When using malloc and doing similar memory manipulation can I rely on sizeof( char ) being always 1?

For example I need to allocate memory for N elements of type char. Is multiplying by sizeof( char ) necessary:

char* buffer = malloc( N * sizeof( char ) );

or can I rely on sizeof( char ) always being 1 and just skip the multiplication

char* buffer = malloc( N );

I understand completely that sizeof is evaluated during compilation and then the compiler might even compile out the multiplication and so the performance penalty will be minimal and most likely zero.

I'm asking mainly about code clarity and portability. Is this multiplication ever necessary for char type?

Answer 1

By definition, sizeof(char) is always equal to 1. One byte is the size of character in C, whatever the numbers of bits in a byte there is (8 on common desktop CPU).
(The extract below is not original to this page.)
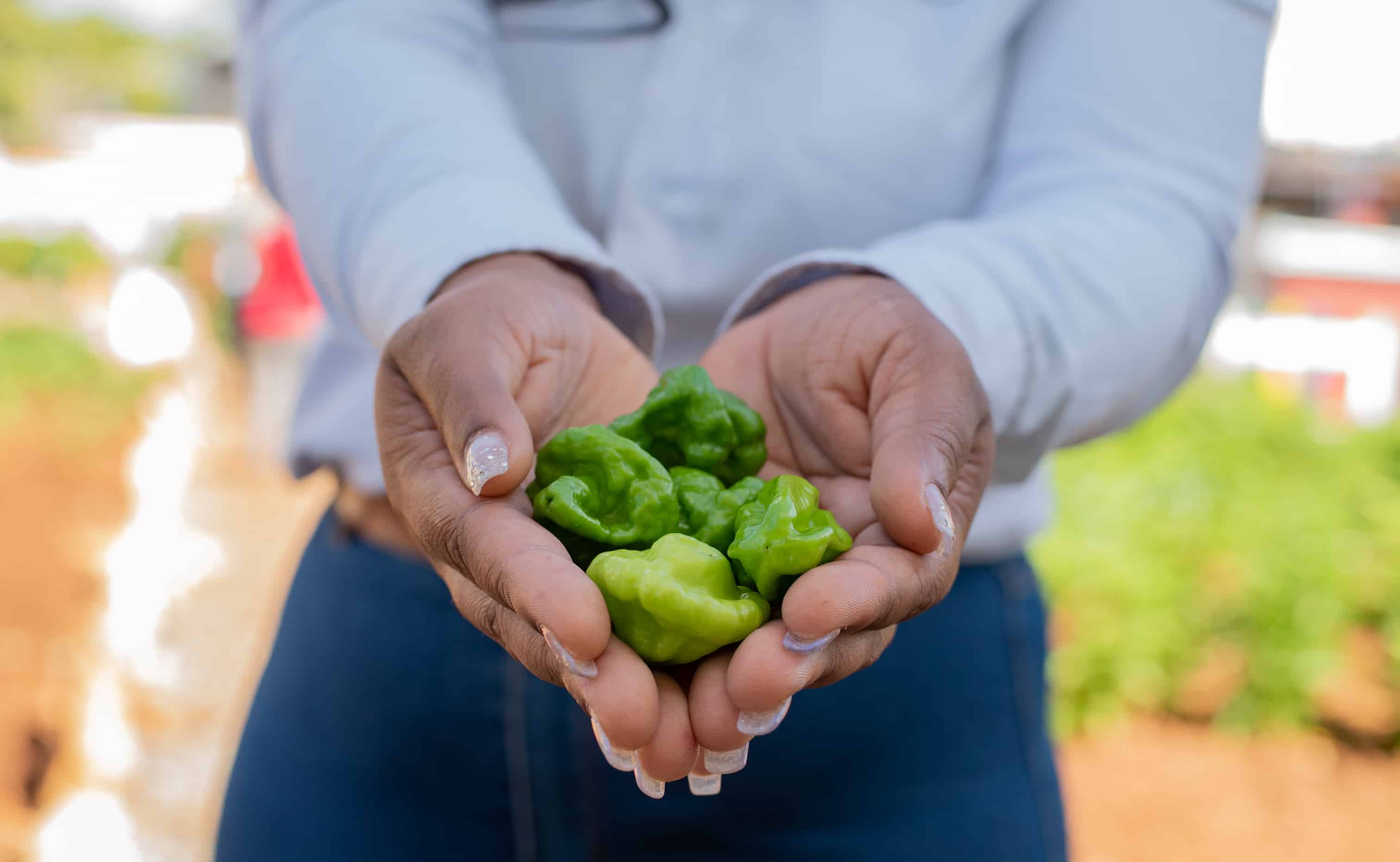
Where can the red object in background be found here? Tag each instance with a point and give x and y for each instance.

The typical example where one byte is not 8 bits is the PDP-10 and other old, mini-computer-like architectures with 9/36 bits bytes. But bytes which are not 2^N are becoming extremely uncommon I believe

Also, I think this is better style:

char* buf1;
double* buf2;

buf1 = malloc(sizeof(*buf1) * N);
buf2 = malloc(sizeof(*buf2) * N);

because it works whatever the pointer type is.